I've been chasing down strange lag / disconnect behavior observed over SSH with Raspberry Pi Zero W connecting to an OpenWRT AP on an IPQ4019. The symptoms are that the session seems non-responsive for several seconds, than comes back to life. It then "falls asleep" for a while.

Some articles have suggested setting IPQoS 0x00 in either or both the sshd config of the RPi, or the ssh config of the connecting client. In my case, this did not resolve the issue.

Running with two, different Zero Ws, a Zero 2, or a Pi 4 did not change the behavior, so it doesn't seem to be a hardware-compatibility issue.

I have only seen this on 2.4 GHz. The Pi3B+ and Pi4 both connect robustly on 5 GHz.

So far, turning off WMM on this one, specific VAP seems to have improved things. I can't say "resolved" as I think there is still a bit of hesitation, though a fraction of a second is far from the "Hello? Anyone there?" of before.

It may be related to power-save or QoS features of WMM. I have not determined.

As WMM has benefits in many situations, I have only disabled it on the single VAP where it seems problematic. Most of my other devices are on other VAPs (with WMM enabled).

I was recently able to resolve this, at least for RPi clients. It appears to impact 64-bit builds. These now include both Debian and Raspbian builds. The issue seems to be the power-control management by the RPi. There are several posts in various corners of the Internet that suggest that it is an SSH QoS issue, but it impacts pings as well.
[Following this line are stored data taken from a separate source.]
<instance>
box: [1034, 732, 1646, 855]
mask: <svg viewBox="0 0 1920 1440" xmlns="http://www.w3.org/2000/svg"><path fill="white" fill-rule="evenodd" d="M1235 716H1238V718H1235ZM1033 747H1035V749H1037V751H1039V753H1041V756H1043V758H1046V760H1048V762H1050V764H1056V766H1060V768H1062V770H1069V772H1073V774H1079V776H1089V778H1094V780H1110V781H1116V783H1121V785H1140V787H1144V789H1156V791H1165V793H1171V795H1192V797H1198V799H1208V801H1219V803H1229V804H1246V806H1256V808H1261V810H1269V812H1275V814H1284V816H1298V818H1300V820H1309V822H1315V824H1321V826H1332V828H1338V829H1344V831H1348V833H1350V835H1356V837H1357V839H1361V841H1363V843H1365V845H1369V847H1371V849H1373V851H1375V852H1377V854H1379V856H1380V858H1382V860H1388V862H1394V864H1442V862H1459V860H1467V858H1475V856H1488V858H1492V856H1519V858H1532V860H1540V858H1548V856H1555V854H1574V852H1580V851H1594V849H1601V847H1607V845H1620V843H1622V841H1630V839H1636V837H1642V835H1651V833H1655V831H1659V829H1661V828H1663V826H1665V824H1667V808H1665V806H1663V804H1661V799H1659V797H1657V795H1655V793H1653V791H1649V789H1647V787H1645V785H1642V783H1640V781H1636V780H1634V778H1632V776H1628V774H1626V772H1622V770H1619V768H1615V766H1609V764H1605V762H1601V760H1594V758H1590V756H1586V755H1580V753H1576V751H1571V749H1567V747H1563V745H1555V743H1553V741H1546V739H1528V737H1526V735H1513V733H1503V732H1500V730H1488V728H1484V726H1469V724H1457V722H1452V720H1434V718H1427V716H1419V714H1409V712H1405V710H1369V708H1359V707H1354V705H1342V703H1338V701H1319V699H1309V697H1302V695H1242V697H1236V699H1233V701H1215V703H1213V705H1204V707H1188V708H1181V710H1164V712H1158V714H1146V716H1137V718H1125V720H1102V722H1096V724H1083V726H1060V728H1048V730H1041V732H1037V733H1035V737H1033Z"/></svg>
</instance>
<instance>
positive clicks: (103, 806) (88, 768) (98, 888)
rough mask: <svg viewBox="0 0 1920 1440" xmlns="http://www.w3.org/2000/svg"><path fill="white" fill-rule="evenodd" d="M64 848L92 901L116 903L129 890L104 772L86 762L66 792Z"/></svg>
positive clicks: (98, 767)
You can try disabling power management with

iwconfig wlan0  # Can confirm that it is on
sudo iwconfig wlan0 power off 

There are several ways to resolve this "permanently". As I configure my network with Debian-style descriptions, I use:

/etc/network/interfaces.d/wlan0

# To enable wireless networking, uncomment the following lines and -naturally-
# replace with your network's details.
#
allow-hotplug wlan0
iface wlan0 inet manual
iface wlan0 inet6 manual
    wpa-conf /etc/wpa_supplicant/wpa_supplicant.conf
    wireless-power off

The key line there is wireless-power off

Your interface description may look different, depending on how you associate SSID selection and credentials with the interface and where you keep your definitions.